The proposal was then presented at the annual UN General Assembly meeting in New York. It was a "political bombshell," and financial markets reacted sending bank shares and the dollar lower. The fear was a potential alliance between key oil producing states and continental Europe and Japan. If in place, it could challenge Anglo-American dominance, had to be confronted, and Henry Kissinger got the job with "the full power and force of the US government." He warned EEC foreign ministers and disrupted any efforts they were considering to ally with OPEC and the non-aligned group.
Coordinating with Britain, he also forced key non-aligned nation strategists out of office within months of their declaration. The threat was thwarted and leading New York and London banks took full advantage. They turned on the spigot and increased lending to developing nations under draconian IMF terms.
Down but not out, North-South cooperation resurfaced in new ways. In late 1975, Brazil contracted with Germany to build a nuclear power plant complex. A similar deal was made with France for an experimental fast breeder reactor. Mexico as well decided to go nuclear for part of its electricity to conserve oil and so did Pakistan and Iran. The Shah's oil revenues were substantial, and his idea was "to realize an old dream" - to create a modern energy infrastructure, built around nuclear power generation, that would transform the entire Middle East's power needs. In 1978, Iran had the world's fourth largest nuclear program, the largest among developing states, and the plan was for 20 new reactors by 1995.
The idea was simple - to diversify from Iran's dependence on oil and weaken Washington and London's pressure to recycle petrodollars. Also involved was investing in leading European companies to ally with the continent. Washington was alarmed and tried to block the plan but failed. Nonetheless, the Carter administration continued Kissinger's strategy behind a phony "human rights" mask. In reality, the game was unchanged - limit Third World growth and maintain dollar hegemony. It failed miserably but threats to dollar dominance were stalled for a time.
They resurfaced in June, 1978 on the initiative of France and Germany. Responding to policy disagreements and a fluctuating dollar, they took steps to create a European currency zone and proposed Phase I of the European Monetary System (EMS) under which central banks of EEC countries agreed to stabilize their currencies relative to each other. EMS became operational in 1979 with notable positive results. This worried Washington and London as a threat to petrodollar supremacy, Britain refused to be an EMS partner, and Carter was unable to dissuade Germany from pursuing a nuclear option. The situation required drastic action.
It began in November 1978 with a White House Iran task force that recommended Washington end support for the Shah and replace him with Ayatollah Khomeini, then living in France. It would be by the same type coup that overthrew the Iranian government in 1953 along with broader aims that again are in play in the region.

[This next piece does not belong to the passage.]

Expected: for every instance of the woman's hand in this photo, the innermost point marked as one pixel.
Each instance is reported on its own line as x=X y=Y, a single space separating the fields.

Key then (and now) was to balkanize the Middle East along tribal and religious lines - a simple divide and conquer strategy that worked in the 1990s Balkan wars. The aim was to create an "Arc of Crisis" that would spread to Central Asia and the Soviet Union. Another 1978 event highlighted the urgency. At the time, the Shah was negotiating a 25-year oil agreement with British Petroleum (BP), but talks broke down in October. BP demanded exclusive rights to future Iranian output but refused to guarantee oil purchases. The Shah balked and was on the verge of independently seeking new buyers with eager ones lined up in Germany, France, Japan and elsewhere.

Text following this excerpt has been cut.